At first I thought she was smaller than I expected, but then i realised that she was simply a long way away. It’s a credit to the Royal Albert Hall that one woman and her guitar can fill the place with music. Her personality helps too.


There’s a refreshing candour to her act. She covers Tom Petty’s ‘I Won’t Back Down’ and stops after the intro to tell us that her performance just won’t do as the song needs to be faster, more buoyant if we’re to remain warmed up for the Barenakeds. She shows us how ‘Black Horse and the Cherry Tree’ fits nicely with Ram Jam’s ‘Black Betty’ and confesses to being able to incorporate Rick Astley’s ‘Never Gonna Give You Up’ into ‘Suddenly I See’.

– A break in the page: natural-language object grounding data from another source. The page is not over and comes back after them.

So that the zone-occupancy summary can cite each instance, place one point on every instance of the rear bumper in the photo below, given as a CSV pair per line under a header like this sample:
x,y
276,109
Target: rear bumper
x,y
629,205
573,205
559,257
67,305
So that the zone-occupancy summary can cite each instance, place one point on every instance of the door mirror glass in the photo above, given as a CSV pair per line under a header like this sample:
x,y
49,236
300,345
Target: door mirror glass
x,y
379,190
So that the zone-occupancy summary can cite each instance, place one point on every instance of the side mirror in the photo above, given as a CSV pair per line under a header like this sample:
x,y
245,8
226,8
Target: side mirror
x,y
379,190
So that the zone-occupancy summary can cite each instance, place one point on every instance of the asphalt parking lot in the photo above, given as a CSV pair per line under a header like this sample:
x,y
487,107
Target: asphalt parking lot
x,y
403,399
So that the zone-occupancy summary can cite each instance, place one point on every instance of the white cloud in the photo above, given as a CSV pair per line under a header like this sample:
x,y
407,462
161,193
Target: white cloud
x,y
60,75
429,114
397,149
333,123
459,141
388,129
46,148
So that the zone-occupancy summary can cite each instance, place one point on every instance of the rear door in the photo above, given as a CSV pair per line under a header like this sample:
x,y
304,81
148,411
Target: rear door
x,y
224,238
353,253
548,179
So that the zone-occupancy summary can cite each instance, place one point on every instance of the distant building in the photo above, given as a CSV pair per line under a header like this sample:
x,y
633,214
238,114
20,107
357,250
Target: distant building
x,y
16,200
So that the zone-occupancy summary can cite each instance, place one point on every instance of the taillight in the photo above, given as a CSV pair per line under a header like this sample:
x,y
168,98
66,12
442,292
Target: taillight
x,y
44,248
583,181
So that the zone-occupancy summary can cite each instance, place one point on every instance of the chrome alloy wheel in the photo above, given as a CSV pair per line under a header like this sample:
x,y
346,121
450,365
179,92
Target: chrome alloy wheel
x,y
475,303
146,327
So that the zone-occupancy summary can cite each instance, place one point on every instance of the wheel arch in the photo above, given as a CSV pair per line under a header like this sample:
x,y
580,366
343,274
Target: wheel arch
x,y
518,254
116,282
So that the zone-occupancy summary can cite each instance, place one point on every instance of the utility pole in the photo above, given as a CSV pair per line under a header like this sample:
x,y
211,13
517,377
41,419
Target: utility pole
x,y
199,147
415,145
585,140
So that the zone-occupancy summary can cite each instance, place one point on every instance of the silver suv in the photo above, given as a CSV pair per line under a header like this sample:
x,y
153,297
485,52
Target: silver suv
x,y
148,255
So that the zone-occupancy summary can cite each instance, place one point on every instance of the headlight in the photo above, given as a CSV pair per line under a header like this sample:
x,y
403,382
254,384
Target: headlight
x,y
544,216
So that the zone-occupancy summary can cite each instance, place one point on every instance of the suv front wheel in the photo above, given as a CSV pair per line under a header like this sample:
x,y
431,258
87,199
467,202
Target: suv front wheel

I love these moments. They create a connection between us and provide a little bit of trivia to drop into conversations later.


With this set she achieved what all performers should aim for. She put on an excellent show and sent me home to revisit her catalogue.


How can I convey the pure joy of the Barenaked Ladies? Some context may help. Their name is a deliberate source of mischievous confusion. Why else would they call one of their albums ‘Are Men’? They released ‘Snack Time’, an album of songs purporting to be for children. It includes an alphabet song where A is for Aisle. If you don’t find these ideas funny, perhaps they’re not for you.


Banter is integral to their act. The absurdity of Will Smith hitting Chris Rock at the Oscars the previous night was manna to them, and became a running joke all night. They perform songs such as ‘If I Had $1000000’ where the banter is almost part of the lyrics even though it changes every time. It’s a conversation and we feel part of it. I probably haven’t smiled as much since my wedding day!


Musically they’re on the button, switching between instruments as the song requires. How many bands do you know that can win the audience over by featuring the accordion and triangle? Their harmonies are crystal clear as ‘It’s All Been Done’ demonstrated. They’re a band that could take any of the songs in their catalogue and make them work live. It hardly matters which ones they choose but a newer song ‘Big Back Yard’, ‘Pinch Me’ and the mass singalong to ‘If I Had $1000000’ were highlights that are still buzzing around in my head as I write this.





And we could end it there if they hadn’t taken the show to another level for the finale. Let’s call that level ‘musical mayhem’. It’s a level that reveals their desire to be more than consummate entertainers and performers of exquisite pop songs. It’s a level that allows them to unleash their inner Rock Gods. We’ve had an inkling of this when bass guitarist Jim Creeggan entertains us with the intro to Queen’s ‘Another One Bites The Dust’. It’s when drummer Tyler Stewart swaps roles with guitarist and vocalist Ed Robertson that things get a little crazy. A wig out version of Devo’s ‘Whip It’ and a crunching no holds barred Led Zep tribute of part of ‘Whole Lotta Love’ are just some of the weird, but outrageously successful elements of the finale.


For the encore it’s a slightly odd choice of final number. ‘Tonight Is The Night I Fell Asleep at the Wheel’ is a downbeat song to end on but it’s personally significant for the band, and something is needed to bring the audience back down to earth.


The show finally ends, around four hours after it started, with the four of them linked together at the front of the stage absorbing the ecstatic applause. They looked …… grateful and slightly bewildered. It’s an image I’ll carry from the gig for some time.


If I had $1000000 I’d buy all my friends, family, neighbours and random strangers tickets to see them.


This is a special band delivering a special show.